Peter Brown, center left, and Mark Hutt, center right, who said they are engaged to be married, hold hands as they march with others in the Straight Pride Parade in Boston on Saturday. Credit: Michael Dwyer | AP

Marchers in a “Straight Pride” parade descended upon downtown Boston on Saturday afternoon, but dueling demonstrators assembled to greet them.

“They’re not even from Boston,” local Kim Goldstein, 62, told The Boston Globe. “This is not our town.”

Parade marchers held cards and posters with slogans like “Straight Lives Matter” and “Make Normalcy Normal Again.” Many waved American flags. A “Trump 2020” sign featured prominently on one truck.

The parade’s path wound its way from Copley Square to City Hall, where many counterprotesters gathered. The demonstration officially ran from noon to 4 p.m., and it drew a heavy police presence.

The Boston Police Department had not released reports on arrests as of Saturday evening.

Several dozen marchers gathered in the parade, organized by a group called Super Happy Fun America.
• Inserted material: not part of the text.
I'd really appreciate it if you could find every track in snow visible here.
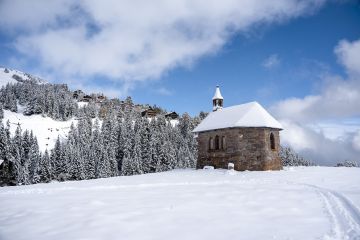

Far-right political commentator Milo Yiannopoulos served as the parade’s grand marshal.

Organizers claimed that straight people are oppressed.

“They’ve got gay everything, every place and it’s about time they did something for straight pride,” parade participant Ralph Ancker, 71, told the Globe. “We’re people, too.”

Protesters called the march hurtful to the LGBTQ community, and marchers were met with chants of “Nazi scum.”

Boston Mayor Martin Walsh said the spectacle was not a “representation of who we are as a city.”

Emerson College president Lee Pelton, whose school’s campus sat along the parade’s route, described it as a “perversion” in a written message to students and faculty Wednesday. “It is a desecration of beauty, truth, and generosity, and that is why we must call it out, call it what is, with a loud, clear, unambiguous and unified voice,” Pelton said.